I received a lot of feedback on the subject – mostly from people letting me know that they had no such compassion. What surprised me the most was how many of the people telling me that my compassion was misplaced were writers.
Why would this surprise me? Because, as a writer you are required to have compassion for everyone. I can already feel the knee jerk reaction to that statement. Did you just get indignant by the word “required”? I’m betting many readers have and are already commenting below without finishing this post. To the rest of you who are curious enough to ask why I believe that, please continue reading.
When a writer sits down to create a character we want (or should want) that character to be as full of life and well-formed as possible for the reader. Even the villains. How can we do that if we cannot empathize with them?
Without compassion, villains become Snidely Whiplash twisting his moustache. Evil for the sake of evil. A one dimensional, cartoon character plopped on the page with as much thought as tossing away a used tissue.
If you’re looking for a good example of an author having compassion for all the characters in a book then read Jodi Picoult. Her books are a study in seeing all character’s perspective. In the novel My Sister’s Keeper, I cast the Mother as the villain because of the pain she caused her daughter. I prepared to hate this character. Instead, Jodi so deftly wove the character together will heart, emotion, and compassion for what this character was going through that it was impossible for me as a reader to take sides.
I saw a news story about a woman who after dinner with some friends hit and killed a man on an exit ramp. Yes, she had been drinking at dinner. She panicked and fled the scene. At first, I was angry but then I felt compassion for her. Notice that I did not say forgiveness here but compassion. I could feel her fear and panic in that moment when I put myself in her place.
Now our natural sense of superiority makes us say, “That would never be me. I would never drink and drive.” That may be true but have you ever taken your eyes off the road for a moment? Glanced at a text message? Glanced over your shoulder to see what your child was doing? Bent to pick something off the floor?
What about, have you ever changed the radio station in your car? That’s all it took for a man passing my home. He looked down for a moment to change the radio station and veered up onto the curb colliding with my mailbox. Lucky for him that a few minutes before a school bus had picked up the kids who wait there every morning, or it could have been much worse. He was lucky in that all he had to feel was embarrassment instead of anguish.
What if the bus had been late? What if he had struck a child? What if he had killed a child? What if you had?

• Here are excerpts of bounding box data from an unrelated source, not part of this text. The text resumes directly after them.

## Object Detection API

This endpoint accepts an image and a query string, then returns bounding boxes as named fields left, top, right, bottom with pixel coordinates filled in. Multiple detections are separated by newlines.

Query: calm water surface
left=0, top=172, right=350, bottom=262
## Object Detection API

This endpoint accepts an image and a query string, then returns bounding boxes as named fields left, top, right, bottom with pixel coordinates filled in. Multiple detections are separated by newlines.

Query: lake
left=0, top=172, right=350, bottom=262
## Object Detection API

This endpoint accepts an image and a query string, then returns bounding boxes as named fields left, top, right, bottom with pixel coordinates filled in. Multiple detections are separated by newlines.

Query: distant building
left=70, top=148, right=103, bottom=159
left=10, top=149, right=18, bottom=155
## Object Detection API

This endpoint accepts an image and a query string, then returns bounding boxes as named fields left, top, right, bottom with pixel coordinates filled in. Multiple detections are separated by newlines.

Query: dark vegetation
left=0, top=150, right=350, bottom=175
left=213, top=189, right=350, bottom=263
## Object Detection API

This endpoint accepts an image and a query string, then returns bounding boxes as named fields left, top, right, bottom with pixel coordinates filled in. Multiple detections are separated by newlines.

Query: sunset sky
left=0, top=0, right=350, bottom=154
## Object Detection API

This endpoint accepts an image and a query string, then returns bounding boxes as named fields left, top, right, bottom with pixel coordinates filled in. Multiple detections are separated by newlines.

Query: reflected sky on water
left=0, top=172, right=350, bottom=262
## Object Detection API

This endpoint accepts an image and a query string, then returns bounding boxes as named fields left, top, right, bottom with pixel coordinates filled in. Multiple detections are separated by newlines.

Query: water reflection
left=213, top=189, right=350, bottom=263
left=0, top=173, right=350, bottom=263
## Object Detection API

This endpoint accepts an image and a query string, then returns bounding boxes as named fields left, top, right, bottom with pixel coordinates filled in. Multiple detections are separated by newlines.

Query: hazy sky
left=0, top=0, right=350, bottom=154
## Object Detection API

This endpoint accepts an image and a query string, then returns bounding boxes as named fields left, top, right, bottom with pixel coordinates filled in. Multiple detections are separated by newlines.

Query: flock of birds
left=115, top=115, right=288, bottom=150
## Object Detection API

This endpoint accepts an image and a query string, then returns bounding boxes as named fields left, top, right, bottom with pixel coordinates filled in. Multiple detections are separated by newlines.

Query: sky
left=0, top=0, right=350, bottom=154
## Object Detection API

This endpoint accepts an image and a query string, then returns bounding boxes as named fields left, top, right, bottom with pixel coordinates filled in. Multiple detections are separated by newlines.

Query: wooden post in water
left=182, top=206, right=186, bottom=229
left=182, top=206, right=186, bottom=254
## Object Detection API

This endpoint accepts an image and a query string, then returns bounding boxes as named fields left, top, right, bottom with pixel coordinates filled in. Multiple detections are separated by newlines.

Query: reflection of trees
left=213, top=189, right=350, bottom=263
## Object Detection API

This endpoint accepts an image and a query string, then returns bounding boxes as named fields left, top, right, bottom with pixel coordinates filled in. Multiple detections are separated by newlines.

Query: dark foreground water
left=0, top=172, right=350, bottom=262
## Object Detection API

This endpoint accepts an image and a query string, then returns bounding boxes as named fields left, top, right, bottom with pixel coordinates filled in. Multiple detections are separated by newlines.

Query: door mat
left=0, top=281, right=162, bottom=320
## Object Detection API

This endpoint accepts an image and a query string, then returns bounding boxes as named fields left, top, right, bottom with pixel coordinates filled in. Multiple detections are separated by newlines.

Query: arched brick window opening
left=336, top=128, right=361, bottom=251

Not everyone who makes a mistake, even a mistake that is criminal, is evil. Some are driven to the edge by circumstance. Some are in the wrong place at the wrong time. Some make a poor judgment call. Some just take their eyes off the road for a moment. If you’re a writer, you need to know how you would feel in that position, and what could bring you to this place. In fact, you need to feel every moment deep inside before you can ever sit down to write that scene. If you don’t feel it, your reader won’t either.
As a writer, you don’t have the luxury of not having compassion for other human beings no matter what they’ve done. It’s your job to tell their story, and you can’t without compassion.